Before the eyes of the griffin, India steams up in poetical mists, illusive, fantastic, subjective, ideal, picturesque. The adult Qui Hai attains to prose, to stern and disappointing realities; he removes the gilt from the Empire and penetrates to the brown ginger-bread of Rajas and Baboos. One of the most serious duties attending a residence in India is the correcting of those misapprehensions which your travelling M.P. sacrifices his bath to hustle upon paper. The spectacled people embalmed in secretariats alone among Anglo-Indians continued to see the gay visions of griffinhood.
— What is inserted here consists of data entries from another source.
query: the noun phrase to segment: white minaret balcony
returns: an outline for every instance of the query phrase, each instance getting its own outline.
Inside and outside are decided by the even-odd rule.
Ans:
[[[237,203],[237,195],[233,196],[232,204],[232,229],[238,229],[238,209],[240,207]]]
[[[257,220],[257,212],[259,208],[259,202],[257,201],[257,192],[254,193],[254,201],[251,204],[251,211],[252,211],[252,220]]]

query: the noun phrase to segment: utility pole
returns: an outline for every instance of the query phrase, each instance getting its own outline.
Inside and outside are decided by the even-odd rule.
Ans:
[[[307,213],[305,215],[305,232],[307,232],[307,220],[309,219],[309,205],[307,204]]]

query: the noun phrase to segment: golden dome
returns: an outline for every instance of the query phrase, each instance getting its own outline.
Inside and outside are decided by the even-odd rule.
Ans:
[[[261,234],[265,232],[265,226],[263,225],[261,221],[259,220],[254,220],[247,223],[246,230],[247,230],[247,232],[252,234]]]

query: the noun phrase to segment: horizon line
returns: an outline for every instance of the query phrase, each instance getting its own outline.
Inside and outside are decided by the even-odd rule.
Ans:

They alone preserve the phantasmagoria of bookland and dreamland. As for the rest of us:—

Out of the day and night
A joy has taken flight:
Baboos and Rajas and Indian lore
Moved our faint hearts with grief, but with delight
No more—oh, never more!

It is strange that one who is modest and inoffensive in his own country should immediately on leaving it exhibit some of the worst features of 'Arryism; but it seems inevitable. I have met in this unhappy land, countrymen (who are gentlemen in England, Members of Parliament, and Deputy-Lieutenants, and that kind of thing) whose conduct and demeanour while here I can never recall without tears and blushes for our common humanity. My friends witnessing this emotion often suppose that I am thinking of the Famine Commission.

As far as I can learn, it is a generally received opinion at home that a man who has seen the Taj at Agra, the Qutb at Delhi, and the Duke at Madras, has graduated with honours in all questions connected with British interests in Asia; and is only unfitted for the office of Governor-General of India from knowing too much.